In the final scene, after Palucci accidentally blows himself up when he lights a cigar in his car after letting out a long and disgusting fart as a criticism of Traxx's cookies, Traxx defeats the three Guzik brothers and finally opens up his own cookie store called Snaxx by Traxx, using the reward money given for the bounty on the bad guys heads. Mayor Cray throws a large street fair to celebrate the town's centennial and its now crime-free streets.

==Cast==
- Shadoe Stevens as Traxx
- Priscilla Barnes as Mayor Alexandria Cray
- Willard E. Pugh as Deeter
- Robert Davi as Aldo Palucci
- John Hancock as Chief Emmett Decker
- Hugh Gillin as Commissioner R.B. Davis
- Michael Kirk as Deputy Mayhew
- Raymond O'Connor as Tibbs
- Herschel Sparber as Guzik #1
- Jonathan Lutz as Guzik #2
- Lucius Houghton as Guzik #3
- Darrow Igus as Wendell
- Arlene Lorre as Celeste
- Rick Overton as Frank Williams
- Robert Miano as Arturo
- Steve Boles as Lonnie
- J. Michael Hunter as Matt
- Leon Rippy as The Killer in pet store
- Darrow Igus as Wendell
- Arlene Lorre as Celeste
- Wally Amos as Famous Amos
- Wallace Merck as Jerome
- Jerry Colker as Kent

== Reception ==
In his book 80s Action Movies on the Cheap, Daniel R. Budnik wrote that the film is "sort of a parody but not quite" of 1980s action film excess. Budnik compared it to Sledge Hammer!, saying that audiences may have misinterpreted the film and been offended by the over-the-top violence.

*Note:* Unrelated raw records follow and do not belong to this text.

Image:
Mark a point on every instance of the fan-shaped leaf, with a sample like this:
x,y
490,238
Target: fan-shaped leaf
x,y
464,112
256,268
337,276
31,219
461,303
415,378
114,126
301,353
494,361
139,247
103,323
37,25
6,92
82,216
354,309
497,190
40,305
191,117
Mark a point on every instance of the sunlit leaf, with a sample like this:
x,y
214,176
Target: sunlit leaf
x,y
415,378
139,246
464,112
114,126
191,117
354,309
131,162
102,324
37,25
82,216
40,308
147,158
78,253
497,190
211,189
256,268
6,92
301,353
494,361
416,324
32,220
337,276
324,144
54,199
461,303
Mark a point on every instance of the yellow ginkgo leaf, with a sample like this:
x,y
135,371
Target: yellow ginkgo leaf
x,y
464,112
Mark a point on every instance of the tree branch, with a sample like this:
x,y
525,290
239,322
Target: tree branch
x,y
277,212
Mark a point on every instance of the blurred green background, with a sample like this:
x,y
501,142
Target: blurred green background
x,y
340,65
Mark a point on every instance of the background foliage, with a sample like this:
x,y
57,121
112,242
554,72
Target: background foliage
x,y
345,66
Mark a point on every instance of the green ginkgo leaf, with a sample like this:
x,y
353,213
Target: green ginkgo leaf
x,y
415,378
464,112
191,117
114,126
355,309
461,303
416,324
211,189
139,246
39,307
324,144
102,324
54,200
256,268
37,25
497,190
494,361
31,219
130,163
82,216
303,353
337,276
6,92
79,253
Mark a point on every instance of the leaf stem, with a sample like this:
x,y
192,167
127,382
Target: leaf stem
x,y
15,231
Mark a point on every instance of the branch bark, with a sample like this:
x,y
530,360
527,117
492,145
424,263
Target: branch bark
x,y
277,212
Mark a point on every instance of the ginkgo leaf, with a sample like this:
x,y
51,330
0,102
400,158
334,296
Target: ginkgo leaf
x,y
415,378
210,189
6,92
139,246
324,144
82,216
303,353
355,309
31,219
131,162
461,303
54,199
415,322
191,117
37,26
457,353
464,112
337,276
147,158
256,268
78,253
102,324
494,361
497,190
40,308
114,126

In a 2025 interview with RedLetterMedia, in their episode Best of the Worst: Terror Squad, Back from Hell, and Traxx, Shadoe Stevens denounced the film, calling it "so stupid", and claiming that the "really funny" script had been changed drastically in pre-production. He recalled producer Dino De Laurentis believing "it was going to be the next Crocodile Dundee." Upon filming a deleted gag where the Guzik brothers are executed in three differently colored electric chairs, Stevens allegedly wrote in his journal, "We are fucked." Despite these criticisms by Stevens the RedLetterMedia panel picked Traxx to be its best of the worst for that episode.